22 JUNE – 02 AUGUST 2024
weight lifted
Accompanying exhibition text by Diana Sherlock
22 JUNE – 02 AUGUST 2024
weight lifted
Accompanying exhibition text by Diana Sherlock
SVEA FERGUSON, Knock off, 2024, PVC, REPLICA PLIA FOLDING CHAIR, STEEL, 66” x 20” x 8”
Within capitalist cycles of production and consumption, humans rarely consider the agency of objects and, even less so, the materials from which they are made. Yet it is through our relationships with material things, including other bodies, that we come to know the world and our place within it. Weight Lifted, an exhibition of sculptures and digital prints by Calgary artist Svea Ferguson, contemplates material agency—the potential of material things to act upon and affect their environments without human intervention.
A sculptor, Ferguson’s identity as an artist is reciprocally defined in relation to her materials and the identity of the art object, which she comes to know through its material transformation and display. She aligns her practice with “truth to materials”—the Modernist idea that every material has its individual qualities and should be used in ways that are most appropriate to its essential character. Truth to materials assumes the artist is the creator and has more agency than his material. Ferguson’s approach to her materials does not assume human exceptionality. Rather she considers the artwork a co-production between herself and the objects, materials, and matter she works with.

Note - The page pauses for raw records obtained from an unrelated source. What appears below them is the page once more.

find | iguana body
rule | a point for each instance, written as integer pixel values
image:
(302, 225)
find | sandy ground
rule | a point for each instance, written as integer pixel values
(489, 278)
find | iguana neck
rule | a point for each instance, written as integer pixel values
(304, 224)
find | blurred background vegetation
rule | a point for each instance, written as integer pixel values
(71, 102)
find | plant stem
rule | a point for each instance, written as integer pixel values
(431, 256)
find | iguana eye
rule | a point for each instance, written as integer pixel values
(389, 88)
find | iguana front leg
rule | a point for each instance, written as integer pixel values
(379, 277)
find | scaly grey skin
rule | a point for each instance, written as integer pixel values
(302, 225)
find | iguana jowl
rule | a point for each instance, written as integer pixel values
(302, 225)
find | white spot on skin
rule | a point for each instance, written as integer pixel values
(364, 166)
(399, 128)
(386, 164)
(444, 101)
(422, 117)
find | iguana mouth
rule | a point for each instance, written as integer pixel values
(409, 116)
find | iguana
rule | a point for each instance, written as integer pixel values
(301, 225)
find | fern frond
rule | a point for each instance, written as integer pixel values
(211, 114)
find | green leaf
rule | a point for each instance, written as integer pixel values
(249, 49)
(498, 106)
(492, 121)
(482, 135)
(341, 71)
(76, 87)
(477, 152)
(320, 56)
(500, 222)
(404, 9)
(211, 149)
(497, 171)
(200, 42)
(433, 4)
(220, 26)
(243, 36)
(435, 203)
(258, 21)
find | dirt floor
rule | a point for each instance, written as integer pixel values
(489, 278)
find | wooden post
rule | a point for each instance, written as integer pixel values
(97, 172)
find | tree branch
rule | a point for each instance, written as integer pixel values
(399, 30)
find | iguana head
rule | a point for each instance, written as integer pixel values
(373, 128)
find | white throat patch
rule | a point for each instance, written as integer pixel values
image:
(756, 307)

Ferguson’s material choices reveal her empathy for the in/animate world and her desire for more ethical material relations. She works with mass-produced functional objects and synthetic surfaces, linoleum, vinyl, and rubber, that are often faux finished. She is interested in the physical properties and lived identities of these things—how they were made and by whom, their intended and actual use, and why they end up, as they most often do, languishing in resale and recycling bins.
In Bare Bones and still standing still, the artist works with older Armstrong Flooring linoleum printed to look like a mosaic or textured stone. Ferguson is interested in the slippage of identity between the linoleum’s faux appearance and the physical properties that cause it to act differently than the original material it mimics. Her process is guided by the material and what it allows her to do. She cuts into the linoleum, freeing it from its degraded representation and usefulness, until the material reaches its structural limits. In Bare Bones only a skeleton of printed grey grout remains to hold it together. Ferguson allows the material to reveal its identity and agency through its physical properties, allowing it to behave naturally, rolled up on a dolly or unfurling off a vertical roll dispenser as they would be in a factory or a warehouse.

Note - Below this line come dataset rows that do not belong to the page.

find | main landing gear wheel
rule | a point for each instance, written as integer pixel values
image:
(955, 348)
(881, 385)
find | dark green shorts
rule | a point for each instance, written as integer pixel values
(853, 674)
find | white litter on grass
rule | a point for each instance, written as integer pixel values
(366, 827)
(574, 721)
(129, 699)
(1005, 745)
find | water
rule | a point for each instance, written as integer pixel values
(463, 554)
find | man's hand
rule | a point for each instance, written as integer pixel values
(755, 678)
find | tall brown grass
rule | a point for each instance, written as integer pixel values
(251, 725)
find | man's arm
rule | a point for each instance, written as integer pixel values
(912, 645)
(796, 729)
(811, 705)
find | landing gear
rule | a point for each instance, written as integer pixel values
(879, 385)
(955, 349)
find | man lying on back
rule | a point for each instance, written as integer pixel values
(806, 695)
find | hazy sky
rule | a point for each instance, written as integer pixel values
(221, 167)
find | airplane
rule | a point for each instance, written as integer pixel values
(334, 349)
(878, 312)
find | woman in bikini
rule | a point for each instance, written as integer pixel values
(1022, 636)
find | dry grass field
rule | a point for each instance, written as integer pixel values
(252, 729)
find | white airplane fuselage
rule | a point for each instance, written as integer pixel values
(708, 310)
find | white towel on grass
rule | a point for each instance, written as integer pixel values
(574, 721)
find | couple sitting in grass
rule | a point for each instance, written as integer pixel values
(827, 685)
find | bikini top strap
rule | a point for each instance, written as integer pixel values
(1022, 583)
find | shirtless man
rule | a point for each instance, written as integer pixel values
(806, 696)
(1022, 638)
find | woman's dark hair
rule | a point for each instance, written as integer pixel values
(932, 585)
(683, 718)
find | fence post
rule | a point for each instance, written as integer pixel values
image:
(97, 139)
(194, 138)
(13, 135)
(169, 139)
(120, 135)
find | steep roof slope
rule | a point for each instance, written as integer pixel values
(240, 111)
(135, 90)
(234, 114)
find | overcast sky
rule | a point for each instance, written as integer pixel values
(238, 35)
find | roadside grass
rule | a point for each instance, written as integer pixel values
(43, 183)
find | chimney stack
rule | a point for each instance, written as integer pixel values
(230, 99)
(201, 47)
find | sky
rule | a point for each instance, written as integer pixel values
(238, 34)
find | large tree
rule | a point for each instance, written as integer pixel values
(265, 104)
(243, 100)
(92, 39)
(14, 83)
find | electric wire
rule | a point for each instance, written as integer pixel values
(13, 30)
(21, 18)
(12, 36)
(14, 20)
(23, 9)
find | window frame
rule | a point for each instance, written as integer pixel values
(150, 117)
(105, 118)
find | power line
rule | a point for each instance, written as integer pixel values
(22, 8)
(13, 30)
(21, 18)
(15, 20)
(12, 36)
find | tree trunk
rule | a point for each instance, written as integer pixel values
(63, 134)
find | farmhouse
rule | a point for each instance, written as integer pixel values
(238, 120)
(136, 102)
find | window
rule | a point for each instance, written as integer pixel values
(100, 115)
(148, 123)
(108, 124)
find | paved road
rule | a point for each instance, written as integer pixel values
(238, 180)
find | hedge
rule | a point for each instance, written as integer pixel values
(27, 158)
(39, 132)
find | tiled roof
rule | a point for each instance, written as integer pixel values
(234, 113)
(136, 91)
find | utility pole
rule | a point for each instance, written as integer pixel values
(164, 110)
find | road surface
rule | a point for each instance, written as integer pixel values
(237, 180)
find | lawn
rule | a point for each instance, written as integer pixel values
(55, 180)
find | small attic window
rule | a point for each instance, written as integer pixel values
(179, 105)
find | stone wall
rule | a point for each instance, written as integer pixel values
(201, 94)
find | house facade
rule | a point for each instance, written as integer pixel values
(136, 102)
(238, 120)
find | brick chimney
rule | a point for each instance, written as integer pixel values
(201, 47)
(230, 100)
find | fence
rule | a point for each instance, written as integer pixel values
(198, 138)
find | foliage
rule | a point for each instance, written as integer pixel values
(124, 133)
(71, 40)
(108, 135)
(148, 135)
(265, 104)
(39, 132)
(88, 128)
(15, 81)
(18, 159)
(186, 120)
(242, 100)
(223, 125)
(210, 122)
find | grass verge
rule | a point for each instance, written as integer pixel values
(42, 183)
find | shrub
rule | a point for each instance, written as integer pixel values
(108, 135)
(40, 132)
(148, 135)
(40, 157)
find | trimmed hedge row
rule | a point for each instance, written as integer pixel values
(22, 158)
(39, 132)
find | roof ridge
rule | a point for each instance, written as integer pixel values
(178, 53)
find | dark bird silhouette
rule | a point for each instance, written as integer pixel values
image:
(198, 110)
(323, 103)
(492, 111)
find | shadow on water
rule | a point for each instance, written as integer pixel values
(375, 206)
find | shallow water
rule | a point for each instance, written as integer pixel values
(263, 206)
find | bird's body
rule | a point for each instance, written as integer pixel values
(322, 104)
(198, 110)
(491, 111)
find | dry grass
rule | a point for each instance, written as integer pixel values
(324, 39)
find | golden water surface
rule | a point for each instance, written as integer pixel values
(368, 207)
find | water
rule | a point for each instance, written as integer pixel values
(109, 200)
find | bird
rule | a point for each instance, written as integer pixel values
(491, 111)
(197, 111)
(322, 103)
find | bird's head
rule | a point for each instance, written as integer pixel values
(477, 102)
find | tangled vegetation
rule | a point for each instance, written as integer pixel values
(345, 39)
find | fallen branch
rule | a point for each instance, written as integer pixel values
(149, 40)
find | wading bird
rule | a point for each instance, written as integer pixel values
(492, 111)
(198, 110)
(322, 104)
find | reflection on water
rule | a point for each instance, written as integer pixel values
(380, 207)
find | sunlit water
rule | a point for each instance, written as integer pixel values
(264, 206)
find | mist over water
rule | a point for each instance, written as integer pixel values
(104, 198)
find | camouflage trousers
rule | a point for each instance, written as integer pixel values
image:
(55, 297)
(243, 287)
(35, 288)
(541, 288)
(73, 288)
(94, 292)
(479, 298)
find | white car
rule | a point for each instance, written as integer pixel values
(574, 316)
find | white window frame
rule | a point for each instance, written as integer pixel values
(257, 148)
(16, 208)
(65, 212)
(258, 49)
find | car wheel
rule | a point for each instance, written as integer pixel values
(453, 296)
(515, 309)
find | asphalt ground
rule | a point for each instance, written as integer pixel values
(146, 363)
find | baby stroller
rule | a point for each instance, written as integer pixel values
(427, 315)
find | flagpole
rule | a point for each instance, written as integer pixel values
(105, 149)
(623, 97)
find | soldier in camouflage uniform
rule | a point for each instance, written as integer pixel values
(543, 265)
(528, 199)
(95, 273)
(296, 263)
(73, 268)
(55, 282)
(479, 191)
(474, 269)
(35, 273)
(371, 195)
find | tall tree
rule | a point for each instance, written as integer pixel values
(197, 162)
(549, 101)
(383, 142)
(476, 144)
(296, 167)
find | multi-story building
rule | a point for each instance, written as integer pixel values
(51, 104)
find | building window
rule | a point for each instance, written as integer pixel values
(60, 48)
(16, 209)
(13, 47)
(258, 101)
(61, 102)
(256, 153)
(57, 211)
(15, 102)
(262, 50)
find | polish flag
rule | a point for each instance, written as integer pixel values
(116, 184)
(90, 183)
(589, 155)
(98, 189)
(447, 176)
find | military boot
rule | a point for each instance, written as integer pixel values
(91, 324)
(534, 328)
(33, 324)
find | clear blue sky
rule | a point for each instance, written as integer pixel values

Outside the gallery context, these art objects could easily disappear back into the world of things. It’s easy for objects to escape our attention when they are not in use, but they are still present, and we are always still in relation to them. This sudden realization can be triggered by an encounter with an object, and can cause an uncanny feeling, when the familiar becomes strange, even threatening. This is the moment when we see the potential for an object to act in ways we did not expect, for it to become something else.
Knock off is the result of such an encounter. It is a reconstruction of a provisional arrangement of things in the artist’s studio that had escaped her attention, a piece of fishnet cut vinyl she had informally tacked to the wall that had become draped over a studio chair. The work had practically made itself but Knock off substitutes the studio chair with a reproduction of a Giancarlo Piretti’s Plia folding chair (1967). The chair was made with transparent polypropylene and a thin steel profile, designed to store flat on the wall when not in use—to hide in plain sight as had the arrangement of objects in the Ferguson’s studio. The Plia chair is an early example of invisible design, a ubiquitous trend where the design feels so natural it goes unnoticed, which increases the object’s power to influence its users to achieve maximum efficiency without them being aware of it.
Weightlifter, a sublime room-sized installation with an ambiguous object in the corner, stages an affective encounter with viewers who enter the space. It is the result of Ferguson working collaboratively with a heavy rubber material to make an open form that communicates the effects of tension, gravity, and resistance on all matter. One can sense Ferguson’s body in the body of the object in relation to the architecture. The artist’s absence is present while the object is waiting, perhaps for another encounter, and the opportunity for its identity to become entwined with our own.
Svea holds a Bachelor of Fine Arts (BFA) in drawing from the Alberta University of the Arts (formerly Alberta College of Art and Design) (2015). She was a recipient of the BMO 1st Art! Student Prize (2015) and the Horizon Alumni Award from AUArts (formerly ACAD) in 2017. Her work had shown in numerous exhibitions including The Holland Project, Reno, NV; Division Gallery, Toronto, ON; Arts Commons, Calgary, AB; The Esker Foundation, Calgary, AB; and most recently a solo exhibition at the Southern Alberta Art Gallery (SAAG) in Lethbridge, AB. Her work is held in the collections of The Banff Centre for Art and Creativity, TD Canada Trust and numerous private collections.
Diana Sherlock is an independent curator, visual arts writer, and curatorial consultant with CMCK Public Art in Calgary. She has published over eighty texts in gallery catalogues and contemporary art journals internationally and is the editor of the artist monographs Rita McKeough: Works and Larissa Fassler: Viewshed.